Generally speaking, most climbing rose varieties are pretty tough and will make it through the winter just fine. Some specific types are even champions at handling freezing temperatures. However, for others, a little extra TLC goes a long way in ensuring they bounce back in the spring. Here’s what you need to keep in mind to keep your climbers happy during the cold months.
Prepping Your Roses for Winter
If you’re looking for the most rugged varieties, keep an eye out for the ADR seal (the German performance trial for roses) when shopping. It’s a great indicator of a plant’s resilience. But regardless of the variety, you can feel confident about overwintering your climbing roses with just a few simple steps.
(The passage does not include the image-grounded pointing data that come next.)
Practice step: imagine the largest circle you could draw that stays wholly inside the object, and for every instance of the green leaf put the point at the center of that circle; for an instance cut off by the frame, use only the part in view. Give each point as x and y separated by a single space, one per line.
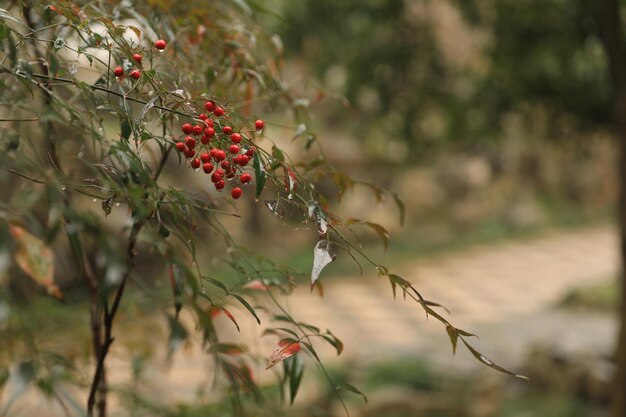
177 283
35 259
4 31
178 334
278 154
401 206
247 306
259 173
6 15
4 377
382 233
243 5
352 389
454 337
216 283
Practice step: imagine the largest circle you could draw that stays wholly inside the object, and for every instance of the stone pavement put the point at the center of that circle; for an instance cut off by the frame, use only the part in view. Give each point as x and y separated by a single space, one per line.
505 293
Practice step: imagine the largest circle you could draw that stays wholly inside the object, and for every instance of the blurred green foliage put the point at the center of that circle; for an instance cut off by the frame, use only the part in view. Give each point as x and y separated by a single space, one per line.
539 63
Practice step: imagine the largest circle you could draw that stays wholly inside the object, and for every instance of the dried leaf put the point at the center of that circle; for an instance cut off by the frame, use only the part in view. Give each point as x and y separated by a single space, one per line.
286 348
322 256
216 309
35 259
482 358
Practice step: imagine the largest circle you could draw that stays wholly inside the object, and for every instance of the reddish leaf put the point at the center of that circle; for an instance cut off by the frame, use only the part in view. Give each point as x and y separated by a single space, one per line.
35 259
286 348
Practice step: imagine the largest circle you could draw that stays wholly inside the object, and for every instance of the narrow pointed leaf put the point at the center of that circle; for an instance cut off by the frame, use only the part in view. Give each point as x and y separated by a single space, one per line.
247 306
454 337
322 256
401 207
259 173
286 348
295 377
482 358
35 259
227 313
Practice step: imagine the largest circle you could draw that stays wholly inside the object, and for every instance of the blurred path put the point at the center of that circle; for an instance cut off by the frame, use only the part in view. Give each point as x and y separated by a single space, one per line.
505 293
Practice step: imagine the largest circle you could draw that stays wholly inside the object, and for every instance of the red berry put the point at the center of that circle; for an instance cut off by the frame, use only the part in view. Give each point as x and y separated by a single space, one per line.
236 192
197 130
190 142
220 155
187 129
243 160
207 167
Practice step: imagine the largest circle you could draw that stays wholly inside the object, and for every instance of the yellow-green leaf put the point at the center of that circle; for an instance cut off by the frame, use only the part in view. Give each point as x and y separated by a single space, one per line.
35 259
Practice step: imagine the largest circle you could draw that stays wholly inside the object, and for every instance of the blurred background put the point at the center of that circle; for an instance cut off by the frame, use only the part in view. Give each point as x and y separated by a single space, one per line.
492 119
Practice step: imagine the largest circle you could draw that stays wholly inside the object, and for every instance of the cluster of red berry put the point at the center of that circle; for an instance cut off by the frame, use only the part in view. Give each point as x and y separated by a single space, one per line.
219 152
135 74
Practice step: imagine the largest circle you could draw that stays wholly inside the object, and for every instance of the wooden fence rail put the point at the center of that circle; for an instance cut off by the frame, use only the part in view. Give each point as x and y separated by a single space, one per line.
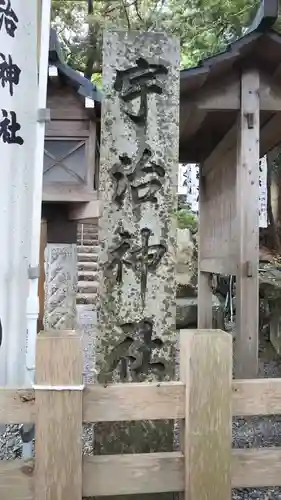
205 400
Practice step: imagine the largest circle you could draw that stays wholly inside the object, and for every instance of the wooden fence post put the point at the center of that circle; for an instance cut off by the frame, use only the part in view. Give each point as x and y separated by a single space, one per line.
58 448
206 369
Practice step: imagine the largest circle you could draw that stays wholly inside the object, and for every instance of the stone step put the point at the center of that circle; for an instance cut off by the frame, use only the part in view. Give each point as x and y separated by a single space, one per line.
87 286
87 266
88 276
86 298
87 249
87 257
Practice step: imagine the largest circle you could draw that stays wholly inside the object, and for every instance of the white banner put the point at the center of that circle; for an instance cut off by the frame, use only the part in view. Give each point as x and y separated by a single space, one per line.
189 185
18 110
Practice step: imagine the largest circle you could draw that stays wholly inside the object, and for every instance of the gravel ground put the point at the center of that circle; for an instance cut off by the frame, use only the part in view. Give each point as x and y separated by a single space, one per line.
255 432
How to keep your plants safe:
- Mound up some soil around the base of the plant.
- Use evergreen brush or fir branches for extra cover.
- Wrap young, tender tips in burlap if needed.
To get your roses ready for the big chill, you’ll want to stop fertilizing in late summer or early fall. Give them one last feeding with a potassium-rich fertilizer (like sulfate of potash) to strengthen the wood, then put the fertilizer away for the season. As the temperatures start to drop, “hill up” the base of the plant by mounding a little pile of soil around it. For younger plants, you can stick some fir branches into the ground around them for extra protection. If you have very fresh, tender growth at the tips, slipping a burlap bag over them can help prevent frostbite.
Maintenance Tips to Keep in Mind
Just like us, climbing roses have a natural rhythm. To keep them healthy, you want to work with their growth cycle, not against it. This means you should only fertilize your roses during the warmer months. You’ll also want to do your main pruning in the spring, with a possible light tidy-up in late summer.
Pruning at the right time is key to encouraging the plant’s natural growth spurts. It signals the rose to focus its energy on new shoots exactly when it should. Just be careful not to prune too late in the year; if you cut them back right before a freeze, the open “wounds” make the plant much more vulnerable to frost damage.